At the beginning iostat showed that system is reading from /dev/sda 100Mb/sec, then writing to /dev/sdb + /dev/sdc 100Mb/sek. It looked correct, and during a few hours it moved aobut 1.5 TB of data out of the failing disk. But then it stuck... Iostat no longer showed reading or writing, "btrfs dev usage" didn't change. Couldn't stop "btrfs dev delete" command -- nor Ctrl+C nor "kill -9". I have rebooted system, started "btrfs dev delete" again.

But this is extremely slow. Disks can read/write 100-150Mb/sek. But "process btrfs dev delete" moved 53Gb during 6 hours, that is only about 2Mb/sek.

Why this is so slow? Below are some logs. Some other people also have had this problem...

What is my problem? I am testing btrfs for many years, I have had some issues few years ago, recently I considered btrfs to be stable... but I cannot put btrfs into production when I have such problems when disk fails... to move 3Tb with 2mb/sec speed it would take many, many days. Server does almost nothing... it just deletes one drive. Cpu is not intensive, iostat looks lazy...

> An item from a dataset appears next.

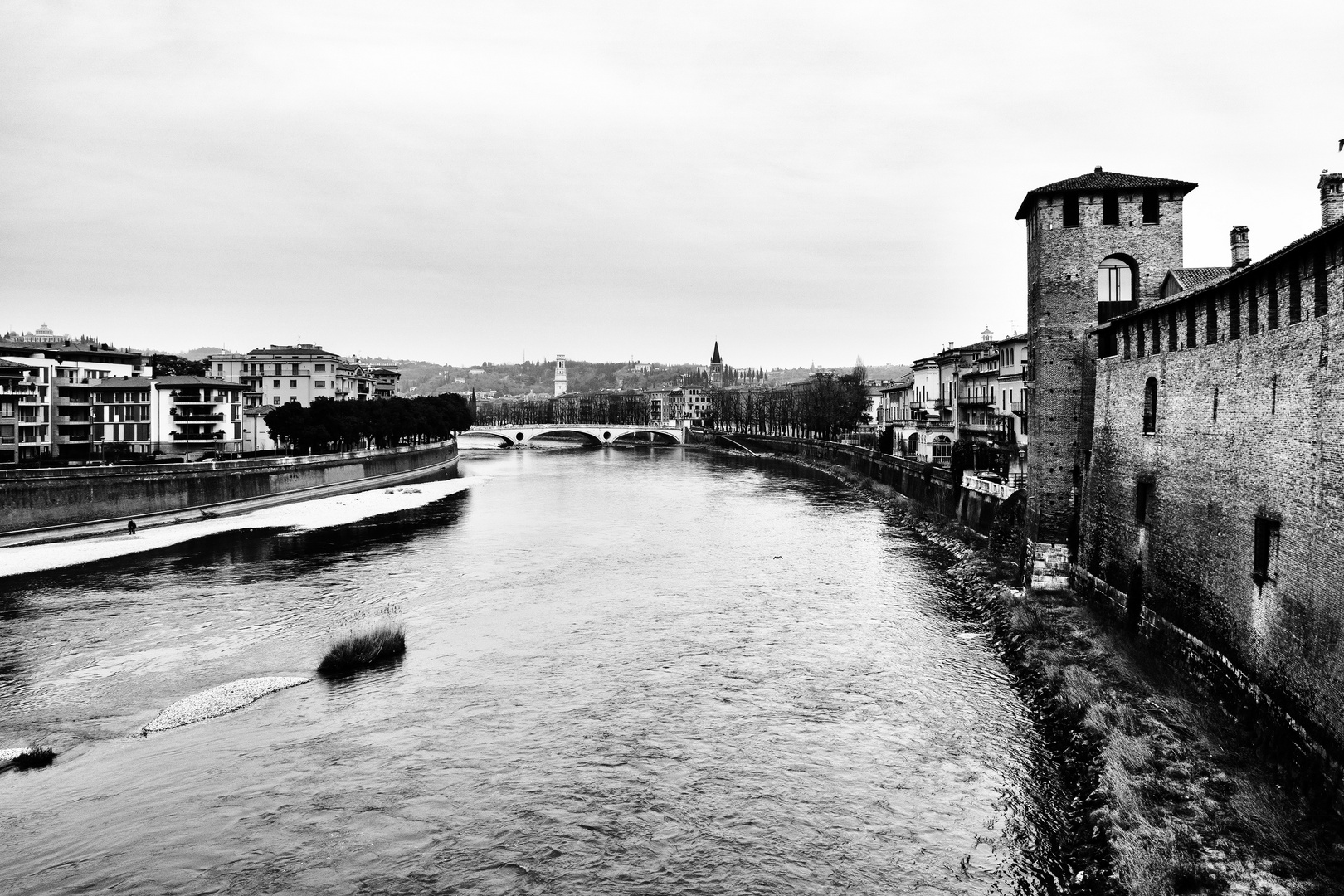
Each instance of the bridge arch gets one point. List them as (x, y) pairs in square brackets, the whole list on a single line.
[(596, 434)]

#################################################

root@wawel:~# uname -a
Linux wawel 4.19.0-6-amd64 #1 SMP Debian 4.19.67-2+deb10u2 (2019-11-11) x86_64 GNU/Linux

root@wawel:~# btrfs --version
btrfs-progs v4.20.1

root@wawel:~# dpkg -l | egrep btrfs
ii  btrfs-progs                   4.20.1-2 amd64        Checksumming Copy on Write Filesystem utilities

#################################################

root@wawel:~# btrfs sub list /  | wc -l
21

#################################################

root@wawel:~# btrfs dev usage /
/dev/sda2, ID: 1
   Device size:             5.45TiB
   Device slack:            5.45TiB
   Data,single:             1.08TiB
   Metadata,RAID1:         11.00GiB
   System,RAID1:           32.00MiB
   Unallocated:            -1.09TiB

/dev/sdb2, ID: 2
   Device size:             5.45TiB
   Device slack:              0.00B
   Data,single:             3.22TiB
   Metadata,RAID1:         87.00GiB
   Unallocated:             2.15TiB

/dev/sdc2, ID: 3
   Device size:             5.45TiB
   Device slack:              0.00B
   Data,single:             3.21TiB
   Metadata,RAID1:         96.00GiB
   System,RAID1:           32.00MiB
   Unallocated:             2.15TiB

#################################################

root@wawel:~# iostat -m -d 30
Linux 4.19.0-6-amd64 (wawel)     25.12.2019     _x86_64_    (4 CPU)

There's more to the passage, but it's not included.